Sin duda, puede resultar paradójico señalar que la de Castellucci es una lectura clásica del texto. Pese a la endoscopia, las proyecciones sobre pantalla y las peculiaridades de sus actores protagonistas, Giulio Cesare ofrece una lectura transparente del texto shakespereano en la que la técnica, los medios dispuestos, no buscan imponerse sobre este. Tan solo, acaso, ponernos en contacto con él. Enseñarnos sus entretelas, su fuerza, la energía que nunca deja de latir en sus palabras, el éxtasis y el misterio. Enseñarnos a leer a sus personajes, sus gestos y lo que aquellos dicen de estos. Invitarnos, en suma, a reflexionar sobre la relación entre actores/personajes y el público. Sobre el encanto con el que se mueven en escena, apareciendo y desapareciendo, haciendo visible todo aquello que las palabras no muestran. Creando imágenes de una belleza, esta vez sí, sobrecogedora. En las que el teatro se funde con la filosofía y la experiencia con la invitación a llevar a cabo una reflexión teórica (no en vano, la obra se enmarca en un curso de lingüística propuesto para la ciudad de Bolonia en 2014).
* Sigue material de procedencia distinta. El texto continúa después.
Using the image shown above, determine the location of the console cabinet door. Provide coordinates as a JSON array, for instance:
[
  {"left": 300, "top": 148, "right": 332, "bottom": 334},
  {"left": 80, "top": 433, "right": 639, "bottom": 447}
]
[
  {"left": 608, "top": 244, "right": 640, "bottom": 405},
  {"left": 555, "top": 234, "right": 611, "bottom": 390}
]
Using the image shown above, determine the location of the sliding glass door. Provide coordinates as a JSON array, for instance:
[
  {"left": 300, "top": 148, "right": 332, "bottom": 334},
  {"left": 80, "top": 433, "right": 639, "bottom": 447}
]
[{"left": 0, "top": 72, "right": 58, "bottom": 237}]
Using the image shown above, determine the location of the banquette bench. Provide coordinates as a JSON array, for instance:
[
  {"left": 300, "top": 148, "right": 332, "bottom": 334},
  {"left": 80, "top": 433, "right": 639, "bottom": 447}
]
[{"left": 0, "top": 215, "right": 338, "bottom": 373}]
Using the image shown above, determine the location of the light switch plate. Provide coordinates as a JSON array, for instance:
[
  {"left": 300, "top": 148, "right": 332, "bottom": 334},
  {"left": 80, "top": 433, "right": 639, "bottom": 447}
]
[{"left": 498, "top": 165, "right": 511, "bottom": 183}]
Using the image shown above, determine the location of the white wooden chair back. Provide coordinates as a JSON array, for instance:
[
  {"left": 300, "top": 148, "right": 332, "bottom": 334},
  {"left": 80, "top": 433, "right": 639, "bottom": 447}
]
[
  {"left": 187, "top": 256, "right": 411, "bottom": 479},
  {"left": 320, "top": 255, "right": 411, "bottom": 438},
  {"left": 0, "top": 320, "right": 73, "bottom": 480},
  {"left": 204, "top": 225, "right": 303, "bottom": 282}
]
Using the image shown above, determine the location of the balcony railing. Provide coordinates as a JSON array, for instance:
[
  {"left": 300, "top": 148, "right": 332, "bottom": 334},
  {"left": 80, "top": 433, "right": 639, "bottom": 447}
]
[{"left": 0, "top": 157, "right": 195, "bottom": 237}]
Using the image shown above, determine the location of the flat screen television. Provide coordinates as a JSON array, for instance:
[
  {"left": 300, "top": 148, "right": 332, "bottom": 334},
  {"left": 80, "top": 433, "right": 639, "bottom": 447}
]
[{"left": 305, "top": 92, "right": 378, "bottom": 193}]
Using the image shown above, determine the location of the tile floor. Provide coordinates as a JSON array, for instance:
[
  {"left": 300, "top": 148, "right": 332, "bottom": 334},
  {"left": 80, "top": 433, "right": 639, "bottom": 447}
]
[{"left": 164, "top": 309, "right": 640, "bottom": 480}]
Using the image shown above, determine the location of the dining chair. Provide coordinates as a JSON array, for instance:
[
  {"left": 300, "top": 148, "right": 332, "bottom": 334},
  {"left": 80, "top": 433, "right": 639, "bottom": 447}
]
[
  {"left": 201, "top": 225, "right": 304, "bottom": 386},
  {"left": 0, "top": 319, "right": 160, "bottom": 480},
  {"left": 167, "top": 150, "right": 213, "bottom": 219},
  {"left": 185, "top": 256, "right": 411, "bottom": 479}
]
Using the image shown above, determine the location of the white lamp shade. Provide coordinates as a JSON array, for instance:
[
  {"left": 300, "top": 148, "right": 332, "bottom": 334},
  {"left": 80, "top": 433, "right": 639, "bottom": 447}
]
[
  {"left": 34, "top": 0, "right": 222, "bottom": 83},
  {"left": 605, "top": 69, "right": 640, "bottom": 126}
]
El ambiente de la capilla de San Miguel de los Reyes, sin duda distinto al de un escenario teatral corriente, contribuyó a crear esa sensación de misterio y, prácticamente, de milagro. A medida que la tarde caía o que el canto de los pájaros se infiltraba en mitad de una escena. Con el silencio que hacía todavía más presentes, más palpables, a los personajes de la tragedia. Sin distancia, ni dramática ni física. Integrados alrededor del público. Y todo ello en menos de una hora de espectáculo. En unos pocos minutos en los que Romeo Castellucci nos invitó a pensar en nuestro lugar en el espacio teatral, en nuestra relación con el lenguaje y en cómo el arte es capaz de crear un discurso para reflejar todo aquello que las palabras no pueden decir. O que, simplemente, necesitan expresar de otra forma. Con pequeños detalles, escrutando los rostros y miradas de sus actores, siendo arrebatados por su fuerza, por su violencia. Zarandeados por una idea de teatro, de dramaturgia y puesta en escena, que había que conocer en directo. Inolvidable. En muchos sentidos, Giulio Cesare. Pezzi stacatti fue una lección, pero al salir de la obra lo que flotaba en el ambiente era ese fantástico misterio con el que el dramaturgo italiano nos invitó a habitar el origen de la tragedia.